L'action se passe sur la ligne verte et le long du mur entre Israël et la Palestine et nous est relatée dans le style haletant, plein d'urgence du récit du guerre plein de dangers. Le héros est Chaim ,soldat israélien frappé d'une balle dans une escarmouche entre soldats de Tsahal et militants palestiniens. Le blessé qui aurait dû être un otage , devient amnésique et est sauvé par ses agresseurs palestiniens qui le soignent . Résultat : il ne se souvient plus de son origine, ni juif ni arabe, et il est est alors confié à une famille de femmes palestiniennes dévouées qui le prennent pour leur fils disparu, un certain Nessim . Le voici devenu Palestinien en quelque sorte, et il est même entraîné pour devenir un kamikaze( ce qu'on appelle communément un fou d'Allah) et transféré à Jérusalem clandestinement .
L'otage Chaim qui a été recherché par tout le monde, Tsahal , le Fahta, le Hamas et ses propres ravisseurs a été caché sous le déguisement le plus facile dans cette région, celui de terroriste Palestinien, mais le nouveau Nessim ne comprend pas vraiment ce qu'on attend de lui : il est dans le brouillard .Voilà une critique à peine voilée des Palestiniens et de leur insupportable politique de violence entre factions rivales et concurrentes, qui se trompent de cible , critique à laquelle on ne s'attendait pas d'ailleurs. Bref, la malheureux Nessim déstabilisé par le mort de sa « mère » palestinienne , recherche dans la vieille ville un certain Omar, qui va lui donner des directives ; celui-ci l'équipe d'une »une ceinture d'explosifs et l'envoie faire sauter un bus en plein Jérusalem . On devine le topo : le voici maintenant affublé en soldat juif et muni de son ancienne identité israélienne sans le savoir ; il s'appelle de nouveau « Cham » . On croit rêver ,intrigue invraisemblable et rocambolesque, mais on y croit sans discerner le faux du vrai.

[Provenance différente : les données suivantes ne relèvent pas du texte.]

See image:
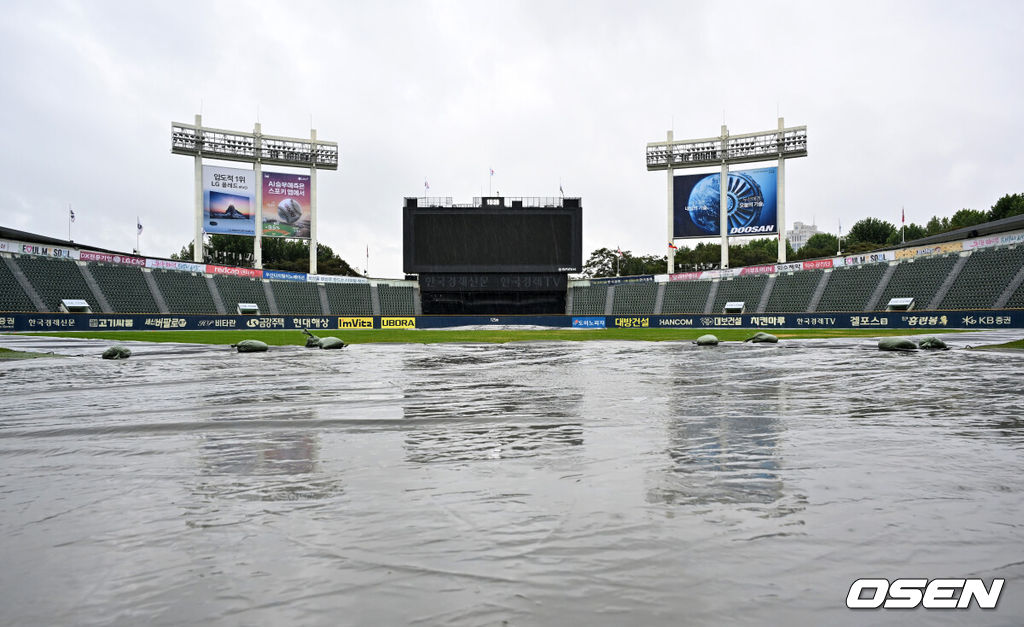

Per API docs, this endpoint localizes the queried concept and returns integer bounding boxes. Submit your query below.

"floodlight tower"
[646,118,807,272]
[171,115,338,273]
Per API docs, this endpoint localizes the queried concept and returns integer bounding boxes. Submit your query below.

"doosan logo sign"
[847,578,1004,609]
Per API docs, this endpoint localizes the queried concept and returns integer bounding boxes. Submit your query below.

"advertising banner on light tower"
[262,172,311,238]
[673,167,778,239]
[203,165,257,236]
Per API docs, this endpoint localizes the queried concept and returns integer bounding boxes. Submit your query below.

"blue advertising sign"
[572,316,606,329]
[263,270,307,282]
[673,167,778,239]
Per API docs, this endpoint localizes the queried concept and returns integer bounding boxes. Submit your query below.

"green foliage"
[948,208,989,231]
[990,193,1024,221]
[793,232,838,260]
[170,236,359,275]
[847,217,896,246]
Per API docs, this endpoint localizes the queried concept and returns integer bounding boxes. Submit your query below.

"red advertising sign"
[803,259,834,270]
[205,264,263,278]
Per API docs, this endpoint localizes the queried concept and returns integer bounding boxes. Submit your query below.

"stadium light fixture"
[171,115,338,272]
[648,119,807,272]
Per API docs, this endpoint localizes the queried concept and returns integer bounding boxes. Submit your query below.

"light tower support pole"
[253,122,263,269]
[193,114,203,263]
[646,120,807,270]
[310,128,318,274]
[720,124,729,270]
[777,117,787,263]
[666,129,674,274]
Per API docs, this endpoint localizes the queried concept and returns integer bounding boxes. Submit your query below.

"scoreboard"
[403,198,582,274]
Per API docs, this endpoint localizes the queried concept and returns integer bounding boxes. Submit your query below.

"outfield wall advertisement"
[203,165,256,236]
[673,167,778,239]
[262,172,311,238]
[4,311,1023,333]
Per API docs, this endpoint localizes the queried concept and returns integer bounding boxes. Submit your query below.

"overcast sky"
[1,1,1021,277]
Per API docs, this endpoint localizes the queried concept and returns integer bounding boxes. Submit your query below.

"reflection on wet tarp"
[194,430,341,502]
[648,414,784,506]
[404,423,584,464]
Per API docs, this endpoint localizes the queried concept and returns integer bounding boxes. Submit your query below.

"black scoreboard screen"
[404,203,582,273]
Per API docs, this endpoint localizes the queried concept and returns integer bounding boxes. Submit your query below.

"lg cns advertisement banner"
[203,166,257,236]
[262,172,311,238]
[673,167,778,239]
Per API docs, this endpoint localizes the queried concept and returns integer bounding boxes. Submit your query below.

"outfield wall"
[2,310,1022,333]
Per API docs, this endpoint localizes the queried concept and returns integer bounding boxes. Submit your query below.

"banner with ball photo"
[262,172,311,238]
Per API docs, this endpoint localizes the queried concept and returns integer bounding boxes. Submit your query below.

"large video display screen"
[673,167,778,238]
[404,205,582,273]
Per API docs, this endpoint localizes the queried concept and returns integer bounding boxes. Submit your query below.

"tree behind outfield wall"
[846,217,897,248]
[171,235,361,276]
[990,193,1024,221]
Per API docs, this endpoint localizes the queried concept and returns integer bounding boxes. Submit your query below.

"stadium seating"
[324,282,373,316]
[815,263,889,312]
[940,246,1024,309]
[270,280,323,315]
[1004,277,1024,309]
[661,280,714,314]
[378,284,415,316]
[88,263,160,314]
[570,284,608,315]
[213,275,271,313]
[764,269,823,313]
[0,258,38,312]
[151,269,219,314]
[711,274,769,313]
[611,282,658,315]
[877,254,959,310]
[12,255,95,312]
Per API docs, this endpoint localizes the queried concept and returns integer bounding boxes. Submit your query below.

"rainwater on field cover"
[1,332,1022,626]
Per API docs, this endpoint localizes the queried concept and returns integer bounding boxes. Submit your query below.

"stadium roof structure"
[0,226,127,256]
[886,213,1024,250]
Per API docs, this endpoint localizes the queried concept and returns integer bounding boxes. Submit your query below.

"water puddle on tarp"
[1,331,1022,625]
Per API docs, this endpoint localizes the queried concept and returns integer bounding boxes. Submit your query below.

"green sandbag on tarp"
[878,337,917,351]
[917,336,949,350]
[744,332,779,344]
[302,328,321,348]
[101,346,132,360]
[319,336,347,350]
[695,334,719,346]
[232,339,268,353]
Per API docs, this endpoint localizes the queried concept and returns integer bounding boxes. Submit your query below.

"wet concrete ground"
[1,331,1022,626]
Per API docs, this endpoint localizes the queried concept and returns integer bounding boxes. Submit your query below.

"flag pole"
[67,204,72,241]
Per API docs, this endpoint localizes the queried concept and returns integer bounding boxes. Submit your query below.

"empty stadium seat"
[661,281,713,314]
[711,275,768,313]
[877,254,958,311]
[13,255,94,312]
[570,284,608,315]
[611,283,658,315]
[940,247,1024,310]
[764,270,823,313]
[152,269,219,314]
[88,263,160,313]
[213,275,271,313]
[0,259,38,312]
[815,263,888,312]
[378,284,415,316]
[270,281,323,315]
[324,282,373,316]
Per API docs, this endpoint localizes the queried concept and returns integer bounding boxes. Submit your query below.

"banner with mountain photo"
[262,172,311,238]
[202,165,257,236]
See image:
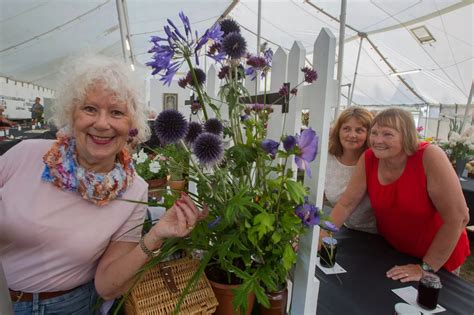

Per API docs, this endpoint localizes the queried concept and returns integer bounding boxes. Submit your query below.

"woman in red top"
[325,108,470,282]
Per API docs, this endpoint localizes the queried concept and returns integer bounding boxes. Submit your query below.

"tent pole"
[349,34,364,106]
[335,0,347,118]
[461,81,474,131]
[257,0,262,55]
[116,0,128,63]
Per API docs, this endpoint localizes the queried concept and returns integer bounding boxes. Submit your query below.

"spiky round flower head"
[222,32,247,59]
[193,132,224,166]
[185,121,203,145]
[154,109,188,144]
[185,68,206,87]
[219,19,240,37]
[204,118,224,135]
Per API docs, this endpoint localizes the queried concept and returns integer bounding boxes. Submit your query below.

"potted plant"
[439,127,474,177]
[161,143,190,191]
[132,148,168,197]
[119,13,334,315]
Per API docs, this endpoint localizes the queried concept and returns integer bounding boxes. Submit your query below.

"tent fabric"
[0,0,472,106]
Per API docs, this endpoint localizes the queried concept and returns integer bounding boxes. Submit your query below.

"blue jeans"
[12,281,99,315]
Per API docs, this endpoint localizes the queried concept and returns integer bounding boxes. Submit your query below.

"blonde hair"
[329,107,373,156]
[52,54,150,142]
[371,108,418,155]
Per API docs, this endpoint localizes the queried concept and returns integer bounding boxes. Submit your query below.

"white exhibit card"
[316,258,347,274]
[392,286,446,314]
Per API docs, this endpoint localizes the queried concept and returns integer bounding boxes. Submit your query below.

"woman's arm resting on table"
[423,145,469,271]
[94,193,202,300]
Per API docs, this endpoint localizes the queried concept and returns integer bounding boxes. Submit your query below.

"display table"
[460,177,474,226]
[316,227,474,314]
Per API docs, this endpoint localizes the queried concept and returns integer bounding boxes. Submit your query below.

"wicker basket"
[125,256,218,315]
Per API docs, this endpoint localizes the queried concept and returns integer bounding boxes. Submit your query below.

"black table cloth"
[316,227,474,315]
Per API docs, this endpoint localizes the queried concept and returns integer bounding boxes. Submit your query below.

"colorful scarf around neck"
[41,136,134,206]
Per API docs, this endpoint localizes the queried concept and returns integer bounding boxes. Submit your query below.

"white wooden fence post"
[291,27,337,315]
[267,47,288,142]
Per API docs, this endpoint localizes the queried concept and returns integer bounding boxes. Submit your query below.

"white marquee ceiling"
[0,0,472,106]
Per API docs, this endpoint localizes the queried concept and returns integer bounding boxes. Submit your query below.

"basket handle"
[160,264,179,293]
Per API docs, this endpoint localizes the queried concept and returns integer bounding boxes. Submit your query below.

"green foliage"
[161,143,190,180]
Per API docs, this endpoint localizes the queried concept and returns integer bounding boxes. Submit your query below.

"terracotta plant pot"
[257,287,288,315]
[169,179,187,191]
[146,178,167,199]
[208,280,255,315]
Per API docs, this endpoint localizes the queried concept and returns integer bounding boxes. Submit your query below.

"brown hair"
[371,108,418,155]
[329,107,373,156]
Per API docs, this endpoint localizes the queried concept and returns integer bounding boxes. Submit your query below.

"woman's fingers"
[386,264,423,282]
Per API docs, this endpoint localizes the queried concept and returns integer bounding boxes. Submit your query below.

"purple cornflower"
[204,118,224,135]
[261,139,279,159]
[295,201,320,227]
[222,32,247,59]
[321,221,339,233]
[278,84,289,97]
[220,19,240,37]
[186,68,206,87]
[185,121,203,145]
[154,109,188,144]
[252,103,265,112]
[283,135,297,152]
[147,11,223,85]
[301,66,318,83]
[295,128,318,177]
[193,132,224,166]
[245,48,273,80]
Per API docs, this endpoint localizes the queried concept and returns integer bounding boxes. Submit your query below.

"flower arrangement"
[439,126,474,162]
[136,12,333,313]
[131,148,167,181]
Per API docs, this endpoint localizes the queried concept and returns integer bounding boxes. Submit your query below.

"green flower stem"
[185,57,208,120]
[274,156,289,227]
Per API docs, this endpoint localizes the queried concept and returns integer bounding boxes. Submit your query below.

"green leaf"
[271,231,282,244]
[282,243,297,270]
[286,180,306,204]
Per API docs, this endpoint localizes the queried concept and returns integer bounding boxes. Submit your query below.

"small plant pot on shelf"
[257,286,288,315]
[169,179,187,191]
[208,280,255,315]
[146,178,167,199]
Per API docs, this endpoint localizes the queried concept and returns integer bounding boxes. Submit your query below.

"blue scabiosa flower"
[261,139,279,159]
[295,201,320,227]
[154,109,188,144]
[193,132,224,166]
[220,19,240,37]
[283,135,297,152]
[185,121,203,145]
[186,68,206,87]
[301,66,318,83]
[222,32,247,59]
[295,128,318,177]
[204,118,224,135]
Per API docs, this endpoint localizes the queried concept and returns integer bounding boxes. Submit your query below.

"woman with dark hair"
[325,107,376,233]
[324,108,470,281]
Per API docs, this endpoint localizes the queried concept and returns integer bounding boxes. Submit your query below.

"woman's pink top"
[0,140,148,292]
[365,142,470,271]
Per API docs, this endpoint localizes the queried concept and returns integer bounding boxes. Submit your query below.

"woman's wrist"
[143,233,164,251]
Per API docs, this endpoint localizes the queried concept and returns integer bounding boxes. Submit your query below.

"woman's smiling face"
[369,123,404,159]
[339,117,368,152]
[73,85,132,172]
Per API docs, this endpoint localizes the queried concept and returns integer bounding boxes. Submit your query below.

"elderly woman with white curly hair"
[0,55,205,314]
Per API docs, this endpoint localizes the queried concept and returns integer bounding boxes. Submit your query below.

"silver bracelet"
[139,236,162,258]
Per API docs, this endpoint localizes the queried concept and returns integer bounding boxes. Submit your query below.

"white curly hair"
[52,54,150,142]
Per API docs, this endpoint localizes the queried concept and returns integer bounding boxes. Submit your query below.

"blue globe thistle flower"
[193,132,224,166]
[204,118,224,135]
[261,139,279,159]
[222,32,247,59]
[219,19,240,37]
[185,121,203,145]
[283,135,297,152]
[295,202,320,227]
[154,109,188,144]
[185,68,206,87]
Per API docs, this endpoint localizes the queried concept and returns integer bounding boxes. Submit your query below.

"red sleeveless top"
[365,142,470,271]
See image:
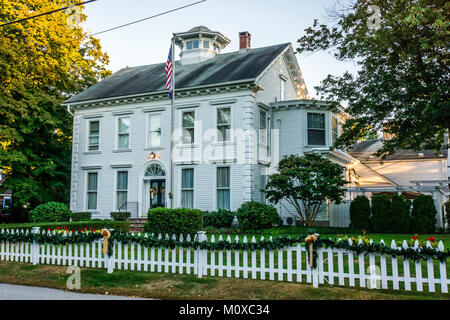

Cette horrible métamorphose de la perte de mémoire dans la pire guerre fratricide du Moyen Orient donne à penser ; pouquoi est- ce que le lecteur marche ? Disons-le tout net : le langage parlé des militants hystériques sous pression , se croyant tous investis d'une mission divine est communicatif à cause de l'automatisme induit par l'action terroriste immédiate : on ne questionne plus rien et on suit le cours des choses , en terroriste sous influence … Le héros sauve son âme quand même , car il est reconnu en dernière minute par une vieille copine qui grimpe dans le bus et lui parle ,sans se douter de son aventure, de son frère disparu .. Le voile se déchire brutalement et la mémoire lui revient… Non, il ne se fera pas sauter .
Il reste un récit superbe, tragique, au bord de l'abime et frappant par la nullité des ces actions atroces qui s'annulent l'une l'autre ; au milieu d'un paysage campagnard et urbain, démoli et silencieux, la nuit bleue orientale tombe sur la cabane où l'otage s'est refugié.